Spanish Bonds Advance as Political, Economic Risks DiminishBy
Spain’s bonds rise as Socialists vote to end political impasse
Portugal’s debt retains investment-grade rating with DBRS
Spain’s bonds rose along with Portugal’s as political and economic risks across the euro region diminished, boosting demand for fixed-income securities.
The extra yield on Spanish’s 10-year debt over benchmark German bunds narrowed for the first time in five days after the Socialist party leadership agreed on Sunday to let acting Prime Minister Mariano Rajoy take office for a second term. Portugal’s 10-year yields fell to the lowest level in six weeks after DBRS Ltd. maintained the nation’s credit rating at investment grade, securing eligibility of the country’s debt for the European Central Bank’s asset-purchase program.
France’s 10-year bond yields touched a three-week low after S&P Global Ratings revised its outlook to stable from negative, saying that downside risks to the nation’s economy identified two years ago have not materialized.
The developments in Spain and Portugal removed two question marks that have been hanging over the market. Concern that Portugal, whose debt is rated junk by S&P, Fitch Ratings and Moody’s Investors Service, would lose its only investment grade weighed on its bonds, making them the developed world’s worst performers this year.
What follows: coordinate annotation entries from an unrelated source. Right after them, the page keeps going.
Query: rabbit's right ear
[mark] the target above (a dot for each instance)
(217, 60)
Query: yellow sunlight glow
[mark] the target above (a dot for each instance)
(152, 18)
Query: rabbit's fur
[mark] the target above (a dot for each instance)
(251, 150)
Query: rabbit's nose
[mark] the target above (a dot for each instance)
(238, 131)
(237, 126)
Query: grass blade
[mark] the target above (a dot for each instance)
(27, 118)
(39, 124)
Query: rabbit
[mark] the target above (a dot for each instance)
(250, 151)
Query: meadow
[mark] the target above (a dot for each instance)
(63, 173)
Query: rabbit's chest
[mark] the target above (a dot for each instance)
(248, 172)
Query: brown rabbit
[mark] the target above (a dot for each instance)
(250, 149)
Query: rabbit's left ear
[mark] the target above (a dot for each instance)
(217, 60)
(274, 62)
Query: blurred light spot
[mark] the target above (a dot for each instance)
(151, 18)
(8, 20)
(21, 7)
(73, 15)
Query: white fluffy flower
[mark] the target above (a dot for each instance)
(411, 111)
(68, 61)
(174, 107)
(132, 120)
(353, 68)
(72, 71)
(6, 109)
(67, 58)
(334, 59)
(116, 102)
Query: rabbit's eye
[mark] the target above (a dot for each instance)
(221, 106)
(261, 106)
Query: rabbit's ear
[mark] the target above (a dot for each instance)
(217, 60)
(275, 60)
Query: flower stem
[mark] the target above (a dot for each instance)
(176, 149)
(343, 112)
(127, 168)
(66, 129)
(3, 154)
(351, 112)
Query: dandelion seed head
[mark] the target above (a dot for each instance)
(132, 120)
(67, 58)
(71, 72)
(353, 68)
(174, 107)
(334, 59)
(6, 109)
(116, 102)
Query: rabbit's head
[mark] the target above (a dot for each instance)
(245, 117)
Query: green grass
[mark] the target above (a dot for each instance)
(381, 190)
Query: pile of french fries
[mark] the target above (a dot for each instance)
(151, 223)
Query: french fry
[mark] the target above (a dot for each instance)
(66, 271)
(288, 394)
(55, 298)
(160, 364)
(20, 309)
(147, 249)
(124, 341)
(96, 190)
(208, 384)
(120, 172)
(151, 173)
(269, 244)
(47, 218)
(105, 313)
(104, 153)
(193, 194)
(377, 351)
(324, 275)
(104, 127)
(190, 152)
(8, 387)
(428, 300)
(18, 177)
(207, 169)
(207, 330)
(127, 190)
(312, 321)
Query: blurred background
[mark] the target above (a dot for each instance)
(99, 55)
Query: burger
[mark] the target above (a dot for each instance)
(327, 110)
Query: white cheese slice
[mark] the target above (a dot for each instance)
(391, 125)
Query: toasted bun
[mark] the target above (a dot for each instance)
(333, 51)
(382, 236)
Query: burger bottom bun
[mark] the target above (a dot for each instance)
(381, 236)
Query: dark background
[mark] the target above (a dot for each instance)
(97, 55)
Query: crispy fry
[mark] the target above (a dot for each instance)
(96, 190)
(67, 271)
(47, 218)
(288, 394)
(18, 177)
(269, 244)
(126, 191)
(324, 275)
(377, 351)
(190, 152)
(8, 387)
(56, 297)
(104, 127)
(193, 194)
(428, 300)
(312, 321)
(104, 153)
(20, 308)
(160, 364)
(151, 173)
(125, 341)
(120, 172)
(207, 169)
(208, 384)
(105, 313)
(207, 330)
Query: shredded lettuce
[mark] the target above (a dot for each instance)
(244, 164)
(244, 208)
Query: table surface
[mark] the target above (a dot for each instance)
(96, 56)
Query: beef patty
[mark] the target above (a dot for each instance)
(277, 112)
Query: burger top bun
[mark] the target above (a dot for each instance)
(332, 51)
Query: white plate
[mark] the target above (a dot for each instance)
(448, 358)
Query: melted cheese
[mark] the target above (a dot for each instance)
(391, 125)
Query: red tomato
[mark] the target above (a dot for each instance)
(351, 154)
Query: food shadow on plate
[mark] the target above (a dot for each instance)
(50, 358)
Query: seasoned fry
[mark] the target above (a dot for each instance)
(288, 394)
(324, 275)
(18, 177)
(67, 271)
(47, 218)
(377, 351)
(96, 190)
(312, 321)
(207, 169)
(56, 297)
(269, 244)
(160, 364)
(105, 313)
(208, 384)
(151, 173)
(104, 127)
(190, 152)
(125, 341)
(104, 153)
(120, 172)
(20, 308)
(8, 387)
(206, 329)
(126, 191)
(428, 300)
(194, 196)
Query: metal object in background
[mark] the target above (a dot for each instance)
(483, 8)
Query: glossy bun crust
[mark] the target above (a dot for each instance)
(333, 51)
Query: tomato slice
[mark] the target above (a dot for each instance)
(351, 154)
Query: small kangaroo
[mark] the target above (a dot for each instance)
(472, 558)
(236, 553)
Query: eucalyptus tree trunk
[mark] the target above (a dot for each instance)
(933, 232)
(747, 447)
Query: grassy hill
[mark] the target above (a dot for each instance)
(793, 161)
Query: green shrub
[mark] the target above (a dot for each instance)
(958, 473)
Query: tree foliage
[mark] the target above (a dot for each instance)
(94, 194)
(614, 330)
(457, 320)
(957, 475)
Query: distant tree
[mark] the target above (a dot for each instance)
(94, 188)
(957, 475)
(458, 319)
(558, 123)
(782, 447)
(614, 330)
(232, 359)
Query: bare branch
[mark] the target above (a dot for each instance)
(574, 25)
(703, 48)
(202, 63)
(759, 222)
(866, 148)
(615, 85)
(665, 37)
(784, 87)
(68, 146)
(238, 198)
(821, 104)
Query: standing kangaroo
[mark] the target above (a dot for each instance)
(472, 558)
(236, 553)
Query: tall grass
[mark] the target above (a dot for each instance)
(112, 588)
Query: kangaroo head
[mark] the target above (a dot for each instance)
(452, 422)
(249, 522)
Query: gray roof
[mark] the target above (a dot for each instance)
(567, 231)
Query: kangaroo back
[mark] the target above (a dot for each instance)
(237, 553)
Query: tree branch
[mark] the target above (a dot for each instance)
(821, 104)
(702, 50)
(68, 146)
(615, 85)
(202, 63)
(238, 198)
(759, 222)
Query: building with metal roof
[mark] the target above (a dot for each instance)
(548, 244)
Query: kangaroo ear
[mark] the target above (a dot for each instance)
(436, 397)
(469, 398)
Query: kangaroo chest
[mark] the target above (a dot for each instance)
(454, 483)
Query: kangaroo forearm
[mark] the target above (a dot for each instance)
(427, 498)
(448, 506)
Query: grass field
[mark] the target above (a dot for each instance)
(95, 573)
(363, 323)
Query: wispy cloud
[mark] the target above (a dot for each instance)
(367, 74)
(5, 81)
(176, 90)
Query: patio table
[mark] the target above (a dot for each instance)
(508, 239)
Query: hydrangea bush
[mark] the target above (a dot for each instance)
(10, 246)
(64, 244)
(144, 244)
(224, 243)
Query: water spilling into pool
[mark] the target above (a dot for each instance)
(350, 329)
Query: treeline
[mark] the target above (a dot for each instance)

The fear in Spain was that the country would head for its third election in less than a year as it struggled to form a stable government since a first vote in December.
“Going into the end of last week, a few sources of risks were on the table,” said Orlando Green, a rates strategist at Credit Agricole SA’s corporate- and investment-banking unit in London. “However, credit ratings risks for France have eased and crucially Portugal has seen a reaffirmation of its credit rating by DBRS, which has given sovereign spreads impetus to tighten.”
Spain’s 10-year bond yield dropped two basis points, or 0.02 percentage point, to 1.10 percent as of 4:05 p.m. in London. The 1.3 percent security due in October 2026 rose 0.16, or 1.60 euros per 1,000-euro ($1,089) face amount, to 101.90. The yield earlier touched 1.05 percent, the lowest since Oct. 12.
Germany’s 10-year bund yields increased two basis points to 0.03 percent, leaving the spread between the securities at 107 basis points. The gap reached 111 basis points on Friday, the widest since Sept. 2.
The yield on similar-maturity Portuguese bonds dropped four basis points to 3.15 percent, after touching 3.02 percent, the lowest since Sept. 8. French 10-year debt yields added one basis point to 0.30 percent, having earlier dropped to 0.25 percent, the lowest since Oct. 4.
Speculation that the ECB’s bond buying, or quantitative easing, will be extended is also supporting the region’s debt. ECB President Mario Draghi said on Oct. 20 that policy makers didn’t discuss tapering purchases. A majority of respondents to a Bloomberg survey conducted Oct. 7-14 predict the central bank will announce changes to its QE program at its December meeting.
“We’re getting a new government in Spain,” said Holger Sandte, chief European analyst at Nordea Markets in Copenhagen. “That’s positive because there is no longer doubt about stability or when there will be the next elections. If the ECB decides to extend purchases, Spain’s spreads can still narrow.”